Did I want to bring Jordan into my space? Into the privacy of my bedroom? Where my door would be shut? Where we would be alone? Where—

“Well?” Emily questioned me, causing my thoughts to come to a screeching halt. “What’s it going to be, bestie?” She nodded toward Jordan. “I’d hate for the food to get cold.”

Her expression told me she cared nothing about the food changing temperature. She just wanted me to invite Jordan in.

They were on the same team. That was clear.

When the air came out of my lips, it made a whooshing sound. “You two are unbelievable . . .”

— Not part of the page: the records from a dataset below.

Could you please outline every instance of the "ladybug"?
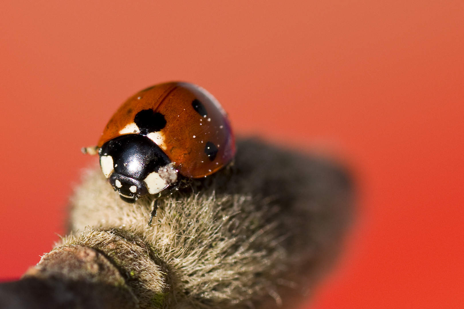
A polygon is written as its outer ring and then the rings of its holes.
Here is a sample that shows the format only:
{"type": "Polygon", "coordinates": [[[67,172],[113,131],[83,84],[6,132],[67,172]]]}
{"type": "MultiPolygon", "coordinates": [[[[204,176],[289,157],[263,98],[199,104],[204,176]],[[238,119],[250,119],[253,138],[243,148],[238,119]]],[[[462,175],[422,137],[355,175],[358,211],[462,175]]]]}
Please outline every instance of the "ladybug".
{"type": "Polygon", "coordinates": [[[148,195],[161,196],[182,177],[217,171],[232,161],[235,145],[217,100],[198,86],[175,82],[130,98],[110,120],[97,146],[83,152],[97,152],[105,177],[121,199],[134,203],[148,195]]]}

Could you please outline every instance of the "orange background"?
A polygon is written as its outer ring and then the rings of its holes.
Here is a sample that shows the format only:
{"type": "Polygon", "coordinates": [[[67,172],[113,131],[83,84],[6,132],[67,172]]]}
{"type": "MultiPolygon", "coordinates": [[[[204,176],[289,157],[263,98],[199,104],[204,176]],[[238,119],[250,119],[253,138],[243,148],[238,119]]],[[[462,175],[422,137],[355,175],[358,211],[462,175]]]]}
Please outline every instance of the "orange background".
{"type": "Polygon", "coordinates": [[[353,170],[358,220],[312,308],[464,305],[462,0],[64,2],[0,4],[0,278],[64,233],[80,148],[119,105],[182,80],[237,132],[353,170]]]}

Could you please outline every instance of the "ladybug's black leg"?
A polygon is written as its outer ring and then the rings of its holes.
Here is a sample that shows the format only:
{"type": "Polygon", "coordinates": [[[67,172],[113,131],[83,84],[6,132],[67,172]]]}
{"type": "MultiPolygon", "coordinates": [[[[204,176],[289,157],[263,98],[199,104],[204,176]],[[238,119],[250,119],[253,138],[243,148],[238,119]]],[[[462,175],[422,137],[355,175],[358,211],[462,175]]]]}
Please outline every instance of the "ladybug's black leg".
{"type": "Polygon", "coordinates": [[[158,199],[153,200],[153,202],[151,203],[153,206],[153,210],[151,211],[151,214],[150,214],[150,220],[148,221],[148,226],[151,226],[151,221],[153,217],[156,216],[156,210],[158,210],[158,199]]]}

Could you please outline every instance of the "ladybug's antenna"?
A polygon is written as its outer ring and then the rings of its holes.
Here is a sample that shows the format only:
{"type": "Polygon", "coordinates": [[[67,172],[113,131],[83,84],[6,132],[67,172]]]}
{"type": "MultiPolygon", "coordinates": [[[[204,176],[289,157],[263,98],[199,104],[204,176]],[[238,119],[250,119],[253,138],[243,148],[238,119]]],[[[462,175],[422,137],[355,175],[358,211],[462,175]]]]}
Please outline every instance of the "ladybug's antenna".
{"type": "Polygon", "coordinates": [[[81,148],[81,151],[84,154],[90,154],[90,156],[94,156],[98,153],[98,147],[97,146],[83,147],[81,148]]]}
{"type": "Polygon", "coordinates": [[[158,199],[155,198],[153,200],[153,202],[151,202],[151,204],[153,207],[153,210],[151,211],[151,213],[150,214],[150,220],[148,221],[148,226],[149,227],[151,226],[151,221],[153,219],[153,217],[156,216],[156,211],[158,210],[158,199]]]}

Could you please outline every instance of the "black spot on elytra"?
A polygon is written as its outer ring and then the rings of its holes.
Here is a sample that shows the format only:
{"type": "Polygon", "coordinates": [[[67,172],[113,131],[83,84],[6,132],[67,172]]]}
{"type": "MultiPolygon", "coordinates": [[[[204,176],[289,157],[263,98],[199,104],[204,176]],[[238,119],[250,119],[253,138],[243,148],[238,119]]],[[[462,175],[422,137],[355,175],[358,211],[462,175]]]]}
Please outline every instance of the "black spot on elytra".
{"type": "Polygon", "coordinates": [[[139,127],[140,133],[143,135],[159,131],[166,125],[164,116],[159,113],[155,113],[153,109],[140,111],[134,117],[134,122],[139,127]]]}
{"type": "Polygon", "coordinates": [[[205,153],[208,156],[208,158],[210,161],[213,161],[216,158],[216,155],[218,154],[218,147],[216,145],[211,142],[208,142],[205,146],[205,153]]]}
{"type": "Polygon", "coordinates": [[[206,117],[208,115],[208,113],[206,111],[206,108],[198,99],[195,99],[192,102],[192,106],[193,107],[195,111],[199,114],[201,117],[206,117]]]}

“While she’s deciding,” Emily said, ignoring me, “why don’t you come in and put the food in the kitchen so you don’t have to stand there and hold it.”

Even though there was plenty of room for him to turn sideways and slip through the entryway, he didn’t. He stayed right where he was.

His gaze hadn’t moved either. It was locked on me. Intensifying. “I’m not going anywhere unless you invite me in.”

The grittiness of his voice settled inside me, despite nothing in me actually being settled. Because as soon as his statement entered my body, it meshed with the tingles that already existed.

My body was betraying my heart.

But was it?

Why was everything so mixed? And unknown?

And confusing?

And was time together such a bad thing? Especially if it was just time and nothing else?

“If I bring you to my room, will you promise to behave yourself?” I asked him.

He licked his lips. “Define behave.”

“Oh, he’s good,” Emily whispered.

I shut her out of my head and said, “Behaving means you won’t touch me.”

“That’s all you’re making me promise?” He shifted in the doorway, and that slight movement sent me another whiff of his woodsy-tea scent, reminding me why I loved it so much. “Because, Maya, my words can be as powerful as my hands.” His teeth nipped the same lip he’d been licking. “You know that.”